Display Methods for Relevance Judgments
How to assist users to effectively evaluate the relevance of retrieved documents is a critical research topic. Robertson, Walker, and Beaulieu (2000) found that highlighting the best passages of documents enabled searchers to effectively make relevance judgments; this was especially useful for long documents and documents with different topics. In TREC8, Beaulieu et al. (2000) further examined best-pas- sage retrieval and other related features, finding that these features were related to the nature of topics. Highlighting best passages and query terms in documents, as well as displaying query term information in the retrieved list, helped users make relevance judgments for simple topics, but this was less useful for more complicated topics because users had to examine the content of the documents more carefully.
Instead of using the existing passages from a document, Alexander et al. (2001) came up with the idea of applying query-biased summary. In TREC 9, they tested the effectiveness of query-biased summaries for question-answering tasks. The experimental system offered searchers short summaries of documents that consisted of main points of the original documents based on a query expressed by a searcher.
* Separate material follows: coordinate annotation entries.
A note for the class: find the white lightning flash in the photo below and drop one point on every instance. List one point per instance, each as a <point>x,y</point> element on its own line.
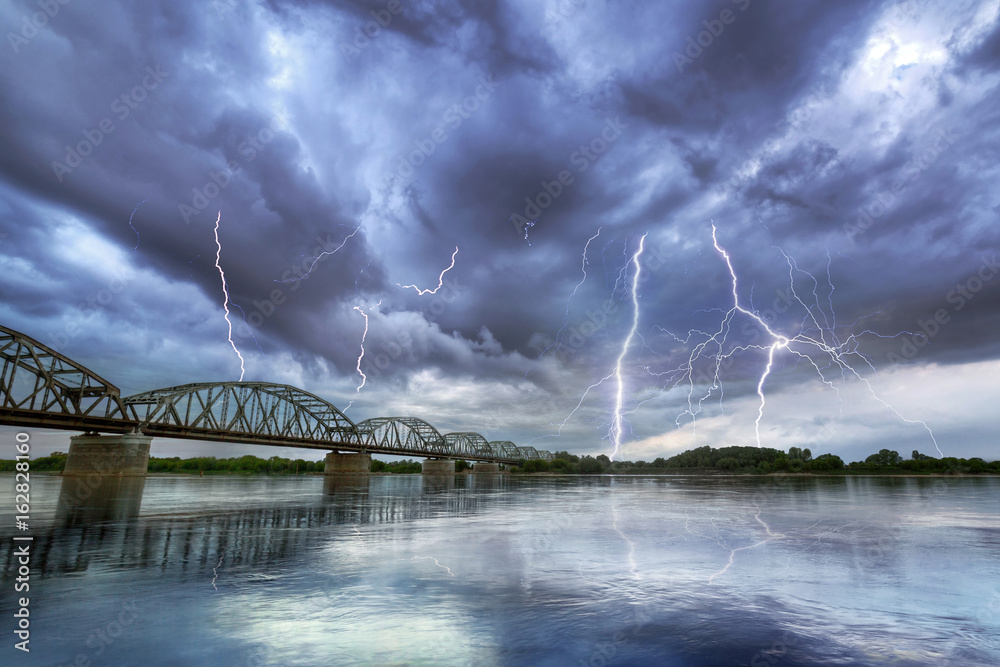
<point>443,567</point>
<point>215,572</point>
<point>812,338</point>
<point>558,340</point>
<point>364,378</point>
<point>421,292</point>
<point>617,420</point>
<point>132,226</point>
<point>225,292</point>
<point>320,256</point>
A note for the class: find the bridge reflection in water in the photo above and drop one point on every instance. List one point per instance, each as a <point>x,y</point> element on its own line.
<point>98,523</point>
<point>40,387</point>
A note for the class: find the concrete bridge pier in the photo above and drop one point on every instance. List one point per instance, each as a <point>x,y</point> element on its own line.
<point>111,455</point>
<point>347,464</point>
<point>438,467</point>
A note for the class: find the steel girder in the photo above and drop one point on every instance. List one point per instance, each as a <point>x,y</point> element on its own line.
<point>40,386</point>
<point>406,434</point>
<point>527,453</point>
<point>252,408</point>
<point>469,445</point>
<point>504,449</point>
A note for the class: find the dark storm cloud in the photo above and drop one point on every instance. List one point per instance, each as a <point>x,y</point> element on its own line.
<point>426,126</point>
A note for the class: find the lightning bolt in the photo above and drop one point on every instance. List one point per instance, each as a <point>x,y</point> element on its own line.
<point>225,291</point>
<point>732,552</point>
<point>440,278</point>
<point>558,340</point>
<point>360,273</point>
<point>133,228</point>
<point>617,419</point>
<point>215,569</point>
<point>364,378</point>
<point>321,256</point>
<point>249,328</point>
<point>814,337</point>
<point>444,567</point>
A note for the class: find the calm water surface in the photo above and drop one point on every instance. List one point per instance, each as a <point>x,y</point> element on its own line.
<point>498,571</point>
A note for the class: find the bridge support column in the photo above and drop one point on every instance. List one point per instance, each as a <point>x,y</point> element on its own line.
<point>112,455</point>
<point>347,464</point>
<point>438,467</point>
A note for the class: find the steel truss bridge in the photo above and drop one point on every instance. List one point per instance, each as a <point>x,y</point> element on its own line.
<point>42,388</point>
The findings showed that subjects performed better using the experimental system.
Although subjects found the same number of unique documents that supported the answer for a query in both systems, they spent less effort in discovering these supporting documents. All subjects favored the use of summaries; however, they disliked the long process it took for the summaries to be generated..The process of summary generation needs to be improved. Taking another approach, D’Souza et al. (2001) compared two types of summaries in two experimental systems: one used the title and the first 20 words (First20) of a document; another used the docu- ment title and the best three Answer Indicative Sentences (AIS3) extracted from the document. After analyzing 16 subjects’ transaction logs and questionnaires, they concluded that the summary with best three Answer Indicative Sentences was sig- nificantly better than the summary with first 20 words. The AIS3 system was more effective than the First20 system in terms of the number and the quality of saved answers. Even though there was not much difference in learning effort between the two systems, user perception of the usefulness of the AIS3 system was higher than the First20 system.
Delivery mechanisms are essential for assisting searchers to effectively evaluate the relevance of retrieved documents. Researchers in the TREC Interactive Track tested the effectiveness and usefulness of different approaches to organize and display retrieved results. These studies shed lights on how to design IR systems to support users to efficiently evaluate the retrieved results. The limitation of the
TREC setting, tasks, and sample size calls for the need to enhance these studies to improve their statistical power.